Biotechnology research jobs are in the middle of the most rapidly expanding area of job growth in the sciences. Biology, biochemistry and biophysics are expected to expand by up to four times the U.S. average job growth in the coming decade.

The Work Environment for Biotechnology Research Jobs

Biotechnology research is conducted in multiple environments. A researcher may work in a lab, a college, the field or clinical testing environments on a regular basis. This is also an advanced professional work culture, highly collegiate, but also very competitive in terms of employment.

Biotechnology research is driven by commerce, pharmaceutical, medicine, philanthropic and public-sector organizations. The range of work extends across multiple employment sectors and grant-funded independent research, including the following:

  • Pharmaceuticals
  • Agriculture
  • Environmental studies
  • Industrial chemistry
  • Energy
  • Botany
  • Zoology
  • Microbiology
  • Mycology
  • Molecular biology
  • Genetics
  • Disease research.

This extremely diverse work environment is based on a high level of demand for products and data across the spectrum of industries and sectors. Research work ranges from pure research to targeted product development and testing.

Biotechnology research jobs involve professionally demanding work, constrained in the commercial and public sector areas by public policy and commercial objectives. Much of the grant-based research is directed according to specific endowments and institutional, government or corporate goals.

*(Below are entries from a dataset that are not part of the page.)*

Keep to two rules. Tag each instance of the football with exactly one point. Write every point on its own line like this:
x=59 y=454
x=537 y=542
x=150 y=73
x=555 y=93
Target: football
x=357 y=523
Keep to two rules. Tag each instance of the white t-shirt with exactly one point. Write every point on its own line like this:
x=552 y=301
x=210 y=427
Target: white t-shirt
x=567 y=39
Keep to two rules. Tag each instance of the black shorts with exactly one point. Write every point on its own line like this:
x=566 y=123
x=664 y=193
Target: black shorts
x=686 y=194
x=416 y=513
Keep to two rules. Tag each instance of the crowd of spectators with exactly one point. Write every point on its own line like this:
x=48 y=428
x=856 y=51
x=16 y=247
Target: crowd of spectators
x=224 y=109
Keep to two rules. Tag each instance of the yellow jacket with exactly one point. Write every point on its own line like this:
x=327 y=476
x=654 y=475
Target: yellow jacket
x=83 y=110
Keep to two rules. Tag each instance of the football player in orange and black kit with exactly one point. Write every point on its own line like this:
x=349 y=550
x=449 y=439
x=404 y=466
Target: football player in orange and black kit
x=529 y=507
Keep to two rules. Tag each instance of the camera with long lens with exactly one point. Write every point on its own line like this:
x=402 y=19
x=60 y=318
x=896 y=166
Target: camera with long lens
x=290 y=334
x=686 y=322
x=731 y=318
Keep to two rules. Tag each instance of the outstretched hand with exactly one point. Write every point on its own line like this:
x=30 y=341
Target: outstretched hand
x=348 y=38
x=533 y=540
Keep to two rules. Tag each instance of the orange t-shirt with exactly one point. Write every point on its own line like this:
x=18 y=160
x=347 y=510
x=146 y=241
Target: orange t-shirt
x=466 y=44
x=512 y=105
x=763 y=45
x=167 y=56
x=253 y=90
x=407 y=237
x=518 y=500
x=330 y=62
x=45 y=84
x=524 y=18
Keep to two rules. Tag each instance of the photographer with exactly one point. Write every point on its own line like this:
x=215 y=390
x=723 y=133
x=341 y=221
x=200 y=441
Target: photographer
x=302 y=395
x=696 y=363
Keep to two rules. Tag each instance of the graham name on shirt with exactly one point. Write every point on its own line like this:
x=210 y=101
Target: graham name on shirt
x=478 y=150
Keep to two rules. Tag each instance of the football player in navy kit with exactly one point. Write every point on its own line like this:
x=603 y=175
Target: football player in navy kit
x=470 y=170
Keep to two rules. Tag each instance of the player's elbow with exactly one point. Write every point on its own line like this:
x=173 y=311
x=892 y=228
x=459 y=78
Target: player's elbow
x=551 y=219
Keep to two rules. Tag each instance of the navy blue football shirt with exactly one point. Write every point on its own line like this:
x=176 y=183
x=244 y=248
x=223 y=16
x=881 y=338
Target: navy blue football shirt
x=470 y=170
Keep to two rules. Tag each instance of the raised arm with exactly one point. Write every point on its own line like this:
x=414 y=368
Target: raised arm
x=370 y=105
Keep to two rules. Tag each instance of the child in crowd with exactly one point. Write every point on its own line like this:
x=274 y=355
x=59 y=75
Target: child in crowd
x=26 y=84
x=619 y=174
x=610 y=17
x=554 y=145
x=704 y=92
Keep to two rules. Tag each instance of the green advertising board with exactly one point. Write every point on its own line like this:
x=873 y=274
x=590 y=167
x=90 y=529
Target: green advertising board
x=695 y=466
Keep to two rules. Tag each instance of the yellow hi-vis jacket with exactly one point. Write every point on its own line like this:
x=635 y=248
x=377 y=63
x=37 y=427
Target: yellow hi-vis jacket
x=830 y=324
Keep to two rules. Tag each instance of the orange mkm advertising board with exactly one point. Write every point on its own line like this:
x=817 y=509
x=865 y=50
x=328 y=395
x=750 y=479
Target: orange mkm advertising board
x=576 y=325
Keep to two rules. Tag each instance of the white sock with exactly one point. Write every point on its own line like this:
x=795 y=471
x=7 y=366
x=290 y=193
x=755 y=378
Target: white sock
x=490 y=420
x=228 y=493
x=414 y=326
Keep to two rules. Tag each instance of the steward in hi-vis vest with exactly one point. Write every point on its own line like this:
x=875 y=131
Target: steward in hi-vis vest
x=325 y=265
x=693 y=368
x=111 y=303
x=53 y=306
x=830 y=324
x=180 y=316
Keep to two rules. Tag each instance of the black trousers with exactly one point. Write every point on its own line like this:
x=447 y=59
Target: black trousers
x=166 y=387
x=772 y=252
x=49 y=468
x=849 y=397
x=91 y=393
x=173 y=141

Wages for Biotechnology Research Jobs

Median wages for biotechnology research jobs are $82,840.

Hours for Biotechnology Research Jobs

Working hours are highly variable, depending on research programs. These jobs also include fieldwork in many cases.

Career Development

The researcher’s form of career dynamics is quite different any other profession, even within the sciences. This is a very complex class of profession in terms of career development. Much of the biotechnological researcher’s career is based on specific areas, projects and fields of specialization.

Research careers traditionally involve a hierarchical progression from postgraduate level through higher levels of research, research fellowships and research establishment positions. These opportunities can create a complex career track as researchers advance in their chosen fields by using the opportunities available.

In practice, research opportunities are largely governed by funding issues. Research laboratories are highly efficient managers of their projects, and career opportunities are created on a needs basis. Researchers need to balance their career needs with a realistic understanding of different paths to their career goals.

The expansion of biotechnology has created a high level of mobility for qualified researchers, through market demand and a large increase in research funding. Career advancement is made easier to a point, but the need to make career decisions has been made more complicated by the array of new choices.

At the higher professional levels, biotechnology is producing enormous amounts of valuable intellectual property, particularly patents based on pure research. The “IP factor” is another basic element for consideration in the career choices available to researchers. Top researchers may be directly involved in equity arrangements in this area, and as consultants.  

Biotechnology researchers have another career consideration: Pure research is the true groundbreaking science which has driven so many major advances in biotechnology in recent years. Genetics, in particular, is a major area of research which is rewriting the basic concepts of medicine and biology.